Constant levelRespirable dust / PM4 proxy: max time before 4,000 µg/m³ 8h TWAInhalable dust: max time before 10,000 µg/m³ 8h TWA
500 µg/m³Full 8h shift within trigger valueFull 8h shift within trigger value
1,000 µg/m³Full 8h shift within trigger valueFull 8h shift within trigger value
2,000 µg/m³Full 8h shift within trigger valueFull 8h shift within trigger value
4,000 µg/m³8 hoursFull 8h shift within trigger value
8,000 µg/m³4 hoursFull 8h shift within trigger value
10,000 µg/m³3 h 12 min8 hours
20,000 µg/m³1 h 36 min4 hours

Important: PM4 from a consumer sensor is only a rough proxy for respirable dust. Inhalable dust is not properly measured by an SPS30-style sensor.


12. Practical dashboard table for a climbing gym

Dashboard panelWhat it showsUseful thresholds / notes
PM2.5 liveFine-particle spikesUseful for immediate exposure peaks
PM2.5 24-hour rolling averageHealth-guidance comparisonShow 5 µg/m³ and 15 µg/m³ lines
PM10 liveChalk-cloud eventsUseful for visible/coarse chalk dust
PM10 24-hour rolling averageDaily coarse-particle exposureShow 15 µg/m³ and 45 µg/m³ lines
PM4 8-hour rolling averageRough respirable dust proxyShow 4,000 µg/m³, labelled “not compliance-grade”
PM10 / PM2.5 ratioWhether dust is mainly coarse chalkHigh ratio suggests coarse chalk-dust dominance
Ventilation recovery timeHow quickly dust clears after busy periodsUseful for assessing cleaning, ventilation and occupancy patterns

A low-cost particle sensor can be very useful for seeing when climbing chalk dust rises, how long it stays in the air, and whether ventilation clears it quickly. However, it should be treated as a screening tool, not as legal workplace exposure evidence.

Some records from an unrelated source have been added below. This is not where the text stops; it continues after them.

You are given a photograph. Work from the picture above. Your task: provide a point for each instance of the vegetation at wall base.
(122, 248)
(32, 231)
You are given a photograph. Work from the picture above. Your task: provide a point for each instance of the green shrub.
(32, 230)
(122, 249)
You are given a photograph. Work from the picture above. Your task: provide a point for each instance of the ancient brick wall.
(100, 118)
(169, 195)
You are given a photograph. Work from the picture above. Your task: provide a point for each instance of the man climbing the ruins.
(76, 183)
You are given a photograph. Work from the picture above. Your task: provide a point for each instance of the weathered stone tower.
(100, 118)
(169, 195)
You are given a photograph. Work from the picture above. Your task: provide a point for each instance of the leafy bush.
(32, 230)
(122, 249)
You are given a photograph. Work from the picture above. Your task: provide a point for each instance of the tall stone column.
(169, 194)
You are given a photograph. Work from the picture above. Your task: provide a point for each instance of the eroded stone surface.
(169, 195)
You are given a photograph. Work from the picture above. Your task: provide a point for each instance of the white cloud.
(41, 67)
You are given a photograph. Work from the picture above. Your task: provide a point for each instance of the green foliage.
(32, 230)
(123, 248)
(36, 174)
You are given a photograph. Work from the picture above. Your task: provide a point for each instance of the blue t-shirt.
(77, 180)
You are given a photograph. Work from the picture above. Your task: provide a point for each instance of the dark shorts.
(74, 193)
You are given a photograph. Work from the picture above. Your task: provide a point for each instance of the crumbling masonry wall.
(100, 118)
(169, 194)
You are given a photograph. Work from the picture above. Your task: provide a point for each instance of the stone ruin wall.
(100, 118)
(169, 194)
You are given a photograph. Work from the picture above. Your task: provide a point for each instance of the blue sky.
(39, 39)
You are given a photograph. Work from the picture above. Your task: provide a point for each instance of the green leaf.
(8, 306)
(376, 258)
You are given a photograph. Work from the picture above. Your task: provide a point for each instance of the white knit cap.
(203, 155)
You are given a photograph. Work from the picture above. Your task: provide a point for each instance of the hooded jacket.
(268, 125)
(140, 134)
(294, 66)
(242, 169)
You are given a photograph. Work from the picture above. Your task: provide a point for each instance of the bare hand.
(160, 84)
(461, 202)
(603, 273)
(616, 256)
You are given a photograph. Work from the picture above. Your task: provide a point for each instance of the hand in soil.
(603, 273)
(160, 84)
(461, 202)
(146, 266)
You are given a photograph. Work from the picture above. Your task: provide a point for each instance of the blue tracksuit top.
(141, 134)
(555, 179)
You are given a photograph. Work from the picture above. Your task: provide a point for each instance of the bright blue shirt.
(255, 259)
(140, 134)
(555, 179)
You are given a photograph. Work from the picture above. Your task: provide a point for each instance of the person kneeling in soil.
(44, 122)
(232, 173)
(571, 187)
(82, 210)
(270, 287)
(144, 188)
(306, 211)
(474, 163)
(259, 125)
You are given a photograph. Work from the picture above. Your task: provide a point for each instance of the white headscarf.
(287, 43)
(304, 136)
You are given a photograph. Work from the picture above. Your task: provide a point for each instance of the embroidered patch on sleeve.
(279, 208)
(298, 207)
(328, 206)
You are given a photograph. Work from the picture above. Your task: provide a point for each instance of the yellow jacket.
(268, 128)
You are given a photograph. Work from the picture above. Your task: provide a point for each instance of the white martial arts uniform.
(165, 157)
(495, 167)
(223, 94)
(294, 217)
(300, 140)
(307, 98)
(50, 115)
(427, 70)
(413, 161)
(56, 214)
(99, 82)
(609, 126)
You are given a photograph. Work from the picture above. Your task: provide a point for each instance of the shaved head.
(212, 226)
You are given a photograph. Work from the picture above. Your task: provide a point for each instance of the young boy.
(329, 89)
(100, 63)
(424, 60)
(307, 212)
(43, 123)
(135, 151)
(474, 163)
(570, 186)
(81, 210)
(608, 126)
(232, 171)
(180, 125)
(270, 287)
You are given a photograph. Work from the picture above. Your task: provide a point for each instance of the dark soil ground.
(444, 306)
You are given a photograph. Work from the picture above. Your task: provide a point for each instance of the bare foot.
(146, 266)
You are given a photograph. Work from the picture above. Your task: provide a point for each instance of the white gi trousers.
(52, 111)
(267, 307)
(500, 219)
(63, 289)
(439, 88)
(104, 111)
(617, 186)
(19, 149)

WHO PM2.5 and PM10 guidelines are useful health-based benchmarks, especially for understanding fine-particle exposure. UK workplace dust limits use different occupational categories: inhalable dust and respirable dust, measured as 8-hour time-weighted averages. Proper workplace compliance assessment normally requires appropriate occupational dust sampling, often including personal sampling of the air workers actually breathe during a shift.

In short: a PM sensor can show whether there is a likely dust problem. It cannot, on its own, prove whether a workplace is compliant.